W : Quels sont les avantages d’un tel système ? XP : Ce système offre des avantages écologiques indiscutables : une technique douce par l’utilisation de processus naturels, la création d’un biotope naturel riche et diversifié avec une végétation palustre indigène, une épuration biologique par les plantes et les bactéries et l’abandon total des produits chimiques traditionnels !

W : Ecologie rime donc avec bien-être ? XP : Fini les yeux rouges, le goût du chlore dans la bouche, les mycoses au pied, les baignades dans un univers froid et aseptisé ! Au contraire, c’est goûter aux joies de la baignade dans une eau pure et limpide, du printemps à l’automne ; profiter des berges en pente douce qui abritent une végétation palustre indigène et offrent un milieu de vie pour une faune diversifiée ; retrouver le plaisir simple de la nature, s’évader de la pression quotidienne dans un havre de paix, un mini-paradis ; bénéficier d’une hygiène irréprochable grâce à une régénération biologique continue.

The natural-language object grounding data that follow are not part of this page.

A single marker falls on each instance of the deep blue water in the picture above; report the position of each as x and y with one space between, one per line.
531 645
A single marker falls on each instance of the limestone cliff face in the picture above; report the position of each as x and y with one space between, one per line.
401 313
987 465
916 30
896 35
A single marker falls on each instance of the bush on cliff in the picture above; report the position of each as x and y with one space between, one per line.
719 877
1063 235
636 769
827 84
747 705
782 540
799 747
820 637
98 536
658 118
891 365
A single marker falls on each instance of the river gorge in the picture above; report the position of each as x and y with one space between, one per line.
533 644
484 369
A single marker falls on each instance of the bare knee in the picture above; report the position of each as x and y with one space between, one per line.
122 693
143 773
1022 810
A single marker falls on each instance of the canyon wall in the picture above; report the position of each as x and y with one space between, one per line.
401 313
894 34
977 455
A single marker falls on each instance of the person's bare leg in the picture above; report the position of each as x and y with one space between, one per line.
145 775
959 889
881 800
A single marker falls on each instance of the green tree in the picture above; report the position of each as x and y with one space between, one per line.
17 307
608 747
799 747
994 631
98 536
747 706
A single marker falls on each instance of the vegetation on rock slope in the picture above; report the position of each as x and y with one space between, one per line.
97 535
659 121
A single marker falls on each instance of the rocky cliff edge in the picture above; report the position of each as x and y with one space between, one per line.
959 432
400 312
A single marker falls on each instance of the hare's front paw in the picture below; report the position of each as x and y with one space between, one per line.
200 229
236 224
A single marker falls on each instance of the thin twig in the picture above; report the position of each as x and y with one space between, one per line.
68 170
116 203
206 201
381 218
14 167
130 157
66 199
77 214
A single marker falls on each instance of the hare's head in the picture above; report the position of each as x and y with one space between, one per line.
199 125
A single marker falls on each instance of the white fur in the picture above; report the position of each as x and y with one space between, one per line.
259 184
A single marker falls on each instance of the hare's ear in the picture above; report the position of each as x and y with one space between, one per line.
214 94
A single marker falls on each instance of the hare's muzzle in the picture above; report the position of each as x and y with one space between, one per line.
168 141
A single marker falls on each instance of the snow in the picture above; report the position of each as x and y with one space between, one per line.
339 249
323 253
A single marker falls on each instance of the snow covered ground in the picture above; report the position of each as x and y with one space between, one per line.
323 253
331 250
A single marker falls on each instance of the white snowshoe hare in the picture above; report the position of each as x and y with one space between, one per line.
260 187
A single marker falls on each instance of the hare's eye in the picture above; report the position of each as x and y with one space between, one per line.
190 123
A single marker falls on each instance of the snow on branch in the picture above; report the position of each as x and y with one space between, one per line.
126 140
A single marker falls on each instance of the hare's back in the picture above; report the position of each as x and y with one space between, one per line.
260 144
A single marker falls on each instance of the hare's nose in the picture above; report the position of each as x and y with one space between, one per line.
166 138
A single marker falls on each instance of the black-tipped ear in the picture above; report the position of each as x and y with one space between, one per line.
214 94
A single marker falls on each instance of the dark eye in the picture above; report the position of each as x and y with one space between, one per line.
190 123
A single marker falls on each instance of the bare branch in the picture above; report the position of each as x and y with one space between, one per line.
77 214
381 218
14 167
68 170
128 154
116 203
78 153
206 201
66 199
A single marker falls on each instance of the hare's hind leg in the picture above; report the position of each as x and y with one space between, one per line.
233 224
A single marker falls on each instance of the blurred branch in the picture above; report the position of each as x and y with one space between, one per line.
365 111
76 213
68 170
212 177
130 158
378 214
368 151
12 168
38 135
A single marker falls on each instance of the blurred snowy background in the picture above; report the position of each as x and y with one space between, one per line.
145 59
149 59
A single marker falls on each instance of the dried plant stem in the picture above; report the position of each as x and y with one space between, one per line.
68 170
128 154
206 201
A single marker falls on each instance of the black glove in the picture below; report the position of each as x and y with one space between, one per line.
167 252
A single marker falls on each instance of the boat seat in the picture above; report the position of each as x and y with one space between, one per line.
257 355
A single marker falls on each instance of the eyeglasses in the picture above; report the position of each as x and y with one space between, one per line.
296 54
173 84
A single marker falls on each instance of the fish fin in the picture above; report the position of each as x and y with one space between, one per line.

Oui, vivre et apprécier, se ménager des instants de paix, de tranquillité et de bien-être. W : Et au niveau économie, cette installation est elle plus coûteuse ? XP : Les expériences ont démontré que les coûts sont comparables, sinon moins chers à ceux d’une piscine de même taille, mais avec bien sûr des effets incomparablement supérieurs ! Ils dépendent largement des options choisies (profondeur du bassin de natation, plage de sable, ajout de pontons ou passerelles en bois, ou autres jeux aquatiques, éclairage de piscine, robot de nettoyage, skimmer actif, etc...).

W : Que diriez-vous aux communes qui pourraient être porteuses d’un tel projet ? XP : Que cela soit à titre privé ou public, se lancer dans une telle aventure, c’est faire preuve d’un bel esprit de pionnier, d’anticipation. C’est aussi manifester le désir d’agir en faveur « du moins de pollution » et offrir un bien-être et un plaisir sans pareil à sa famille, ses amis ou aux concitoyens dont les revendications écologiques deviennent toujours de plus en plus importantes. Les expériences des communes de Saint Chaffrey, Combloux (74), de La Chapelle Saint Sauveur (71) et de Mont près Chambord (41), sont l’illustration vivante de cet esprit pionnier. Leur réussite est sans égal et mérite un détour.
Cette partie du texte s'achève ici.